The main thing that made Scrooge a liberal was his hatred of Christmas. Liberals today all hate CHRISTmas. They never say Merry Christmas and the best you can get out of them is a Happy Holidays or Seasons Greetings. They protest any school that has any song that references the birth of Christ but would probably have no objection to a Ramadan hymn about Muhammed, except that Muslims hate music.
The fact that he was a greedy SOB makes him more of a GOP elitist than a traditional republican conservative.
But he also wanted to reduce the surplus population by starving children. This would equate with a support for late term abortion and infanticide as a means of population control.
A big difference between Scrooge and liberals is that when Scrooge was shown what a crappy person he was, he changed his ways and was redeemed. Liberals don’t seem capable of doing this, with just exceedingly rare exceptions.
Thus, liberals are more like Jacob Marley. Except they are specters who refuse to believe they are ghosts, because “ghosts don’t exist. it is settled science.”
He was a typical Democrat who "outsourced" his compassion to the government.

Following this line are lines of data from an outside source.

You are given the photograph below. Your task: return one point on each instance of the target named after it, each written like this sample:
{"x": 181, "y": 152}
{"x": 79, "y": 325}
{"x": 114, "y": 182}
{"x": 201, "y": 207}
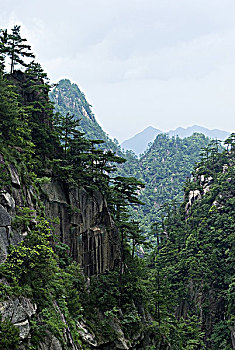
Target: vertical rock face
{"x": 85, "y": 225}
{"x": 84, "y": 222}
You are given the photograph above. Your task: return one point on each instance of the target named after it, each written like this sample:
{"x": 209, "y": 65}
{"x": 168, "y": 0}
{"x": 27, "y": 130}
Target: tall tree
{"x": 16, "y": 48}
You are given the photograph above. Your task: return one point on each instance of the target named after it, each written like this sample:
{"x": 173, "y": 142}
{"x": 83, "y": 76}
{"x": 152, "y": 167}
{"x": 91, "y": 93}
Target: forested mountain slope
{"x": 71, "y": 273}
{"x": 163, "y": 169}
{"x": 68, "y": 98}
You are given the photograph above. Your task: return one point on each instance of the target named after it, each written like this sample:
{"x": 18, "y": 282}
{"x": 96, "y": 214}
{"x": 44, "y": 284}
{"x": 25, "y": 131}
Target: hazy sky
{"x": 165, "y": 63}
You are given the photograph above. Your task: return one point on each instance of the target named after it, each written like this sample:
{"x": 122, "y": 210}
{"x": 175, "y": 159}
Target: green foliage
{"x": 9, "y": 335}
{"x": 193, "y": 263}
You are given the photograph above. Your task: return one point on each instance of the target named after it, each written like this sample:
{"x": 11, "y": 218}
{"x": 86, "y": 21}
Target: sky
{"x": 164, "y": 63}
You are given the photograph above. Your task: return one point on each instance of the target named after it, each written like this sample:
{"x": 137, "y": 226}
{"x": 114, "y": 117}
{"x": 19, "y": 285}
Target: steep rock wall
{"x": 85, "y": 223}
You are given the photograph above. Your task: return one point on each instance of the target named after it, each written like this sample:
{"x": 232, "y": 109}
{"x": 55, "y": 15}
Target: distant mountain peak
{"x": 140, "y": 141}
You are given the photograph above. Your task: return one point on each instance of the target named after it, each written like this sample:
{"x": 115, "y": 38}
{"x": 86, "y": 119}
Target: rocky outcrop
{"x": 82, "y": 221}
{"x": 19, "y": 311}
{"x": 85, "y": 225}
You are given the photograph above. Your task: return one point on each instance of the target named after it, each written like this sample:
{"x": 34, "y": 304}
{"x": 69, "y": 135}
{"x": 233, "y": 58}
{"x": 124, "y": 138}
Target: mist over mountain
{"x": 140, "y": 141}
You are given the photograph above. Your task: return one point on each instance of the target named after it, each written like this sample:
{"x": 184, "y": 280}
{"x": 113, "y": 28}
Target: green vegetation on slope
{"x": 68, "y": 98}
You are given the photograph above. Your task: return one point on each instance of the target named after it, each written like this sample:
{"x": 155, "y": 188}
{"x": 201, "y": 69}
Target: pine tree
{"x": 16, "y": 48}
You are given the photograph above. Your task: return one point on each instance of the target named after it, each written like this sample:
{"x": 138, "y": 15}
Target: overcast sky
{"x": 165, "y": 63}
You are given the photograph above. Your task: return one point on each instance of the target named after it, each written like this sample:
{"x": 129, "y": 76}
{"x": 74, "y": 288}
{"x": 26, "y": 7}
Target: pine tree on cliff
{"x": 16, "y": 48}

Here we go again imposing current political thought and ideas on the Victorian era. These types of articles come out every Christmas Season. Dickens wrote Scrooge as a caricature of the extreme versions of the several political movements during his era. There is the Malthusian aspect of Scrooge when he comments about the “surplus population”. There is the Utilitarians/Benthamite part when Scrooge talks about the workhouses. The workhouses were designed by followers of Jeremy Bentham to be as unpleasant as possible so poor people would only use them as the last option. His cold moral calculations pre-conversion is also an aspect of Utilitarians political-economic thought at the time. My Freeper alias is based on my interest in the 19th century. I wish the editors at IBD talked to me before writing this drivel.